I have worked hard to keep my A1c under 7%, the diabetics benchmark, but I really strive for a “normal” A1c of under 6%. I haven’t been there for a long time but I always hope that I’ll do better and I always hope I’ll see my result in blue – the color of the normal range – and not in red.
Jess saw her test results first.
“You won’t believe what they did?” she said, calling me over to her laptop. “They changed the A1c range. They made it harder to be normal.”
“What?” I said, not sure what she was talking about.
The “normal” A1c range used to be 4.7%-6.4%, but n 2005 it was changed (I don’t know who did it or why) to 4%-6%. Now it seems it has been changed again, lowering the “normal” or healthy A1c range to 4%-5.7%.
The truth is that these changes don’t have very much effect on me, since I’m not in the “normal range” under any of the criteria, and every A1c result correlates to an average blood sugar number which in my case is always higher than normal.
But as I sat in front of my computer, about to hit the enter key, it did matter for some reason. Being “healthy” just got harder.
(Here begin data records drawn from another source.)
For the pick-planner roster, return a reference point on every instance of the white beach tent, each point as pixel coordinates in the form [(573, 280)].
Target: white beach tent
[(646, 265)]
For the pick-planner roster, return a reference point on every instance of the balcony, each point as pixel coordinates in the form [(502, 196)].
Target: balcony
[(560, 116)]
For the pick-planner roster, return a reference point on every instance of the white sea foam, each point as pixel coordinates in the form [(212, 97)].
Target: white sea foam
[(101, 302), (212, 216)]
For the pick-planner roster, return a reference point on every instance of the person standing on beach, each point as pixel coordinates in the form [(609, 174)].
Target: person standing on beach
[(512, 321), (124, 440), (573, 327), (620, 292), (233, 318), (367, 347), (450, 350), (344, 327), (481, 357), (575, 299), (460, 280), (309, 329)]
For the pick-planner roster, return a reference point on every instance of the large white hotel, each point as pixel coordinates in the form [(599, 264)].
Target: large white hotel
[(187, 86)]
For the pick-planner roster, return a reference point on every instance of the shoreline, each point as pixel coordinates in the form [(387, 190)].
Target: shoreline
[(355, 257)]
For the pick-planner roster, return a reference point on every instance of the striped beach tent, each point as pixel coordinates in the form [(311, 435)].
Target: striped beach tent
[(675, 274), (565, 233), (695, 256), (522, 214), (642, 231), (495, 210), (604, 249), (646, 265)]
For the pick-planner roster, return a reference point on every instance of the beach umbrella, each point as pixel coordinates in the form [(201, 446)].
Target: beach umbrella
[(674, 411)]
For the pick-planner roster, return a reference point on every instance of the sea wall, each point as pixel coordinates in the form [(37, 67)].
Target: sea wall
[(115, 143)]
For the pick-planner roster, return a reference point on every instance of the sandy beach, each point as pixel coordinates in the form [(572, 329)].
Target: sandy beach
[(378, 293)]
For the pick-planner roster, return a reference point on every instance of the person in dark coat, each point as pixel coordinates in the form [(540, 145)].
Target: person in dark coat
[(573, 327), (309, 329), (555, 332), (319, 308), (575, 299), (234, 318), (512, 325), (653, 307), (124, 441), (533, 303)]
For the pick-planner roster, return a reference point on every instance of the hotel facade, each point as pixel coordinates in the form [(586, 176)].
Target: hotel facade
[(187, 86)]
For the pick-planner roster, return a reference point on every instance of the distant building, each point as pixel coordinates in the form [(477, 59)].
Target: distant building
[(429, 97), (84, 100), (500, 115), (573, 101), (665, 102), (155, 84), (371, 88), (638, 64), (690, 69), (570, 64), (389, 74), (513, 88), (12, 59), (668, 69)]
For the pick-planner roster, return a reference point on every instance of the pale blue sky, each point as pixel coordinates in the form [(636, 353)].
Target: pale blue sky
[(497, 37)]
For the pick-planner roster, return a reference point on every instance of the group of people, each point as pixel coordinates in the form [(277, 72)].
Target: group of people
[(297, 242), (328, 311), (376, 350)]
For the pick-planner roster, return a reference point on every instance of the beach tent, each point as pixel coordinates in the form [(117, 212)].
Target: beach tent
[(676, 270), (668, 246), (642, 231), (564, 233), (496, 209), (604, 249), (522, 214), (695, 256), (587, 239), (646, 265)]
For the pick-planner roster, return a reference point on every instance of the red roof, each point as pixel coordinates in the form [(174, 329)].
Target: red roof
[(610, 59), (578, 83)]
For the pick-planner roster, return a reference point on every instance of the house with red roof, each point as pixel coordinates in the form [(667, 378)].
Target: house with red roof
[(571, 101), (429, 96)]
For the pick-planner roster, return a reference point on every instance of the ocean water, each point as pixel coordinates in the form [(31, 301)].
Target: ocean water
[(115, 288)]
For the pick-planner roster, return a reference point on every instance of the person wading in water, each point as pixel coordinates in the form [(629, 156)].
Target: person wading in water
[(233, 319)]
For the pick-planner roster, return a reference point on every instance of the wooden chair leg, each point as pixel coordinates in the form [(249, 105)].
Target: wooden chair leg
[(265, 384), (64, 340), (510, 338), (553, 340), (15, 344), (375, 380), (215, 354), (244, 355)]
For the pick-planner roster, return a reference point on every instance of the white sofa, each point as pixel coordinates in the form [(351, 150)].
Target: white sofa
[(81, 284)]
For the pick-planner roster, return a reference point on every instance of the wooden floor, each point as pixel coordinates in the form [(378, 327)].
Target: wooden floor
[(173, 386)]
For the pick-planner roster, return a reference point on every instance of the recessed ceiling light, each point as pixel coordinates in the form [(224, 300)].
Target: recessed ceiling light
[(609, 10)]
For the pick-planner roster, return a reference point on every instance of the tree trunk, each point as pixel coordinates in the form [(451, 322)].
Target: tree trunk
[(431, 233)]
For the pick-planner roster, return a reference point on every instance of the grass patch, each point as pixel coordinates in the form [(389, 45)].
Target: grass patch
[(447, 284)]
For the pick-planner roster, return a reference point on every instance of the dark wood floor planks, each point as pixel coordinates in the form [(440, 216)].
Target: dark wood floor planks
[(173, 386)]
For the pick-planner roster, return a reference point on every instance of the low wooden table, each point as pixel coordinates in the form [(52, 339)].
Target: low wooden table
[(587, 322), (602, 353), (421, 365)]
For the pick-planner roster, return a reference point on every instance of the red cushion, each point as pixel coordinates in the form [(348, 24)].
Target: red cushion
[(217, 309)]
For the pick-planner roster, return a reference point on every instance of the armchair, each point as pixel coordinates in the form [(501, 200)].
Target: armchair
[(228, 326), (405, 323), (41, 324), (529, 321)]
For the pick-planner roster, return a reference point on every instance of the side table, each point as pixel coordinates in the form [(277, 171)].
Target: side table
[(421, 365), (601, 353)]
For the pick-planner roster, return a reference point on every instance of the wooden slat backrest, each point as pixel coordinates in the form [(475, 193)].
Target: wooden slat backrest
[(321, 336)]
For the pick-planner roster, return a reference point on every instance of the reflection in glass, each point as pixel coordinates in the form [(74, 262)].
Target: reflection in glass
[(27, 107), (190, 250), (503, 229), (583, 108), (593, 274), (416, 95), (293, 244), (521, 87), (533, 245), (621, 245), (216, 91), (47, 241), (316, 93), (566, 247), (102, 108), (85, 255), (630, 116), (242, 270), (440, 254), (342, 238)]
I looked at my result – 6.8% again, the same result I had last time. I guess that’s okay, I thought to myself. I was afraid it would be over 7%.
But I felt a little sad. Even though I’ve been told a million times that I don’t need to strive for an A1c below 7%, I don’t ascribe to that school of thought. I believe my A1c should be “normal” and the chance of being normal is now very far away.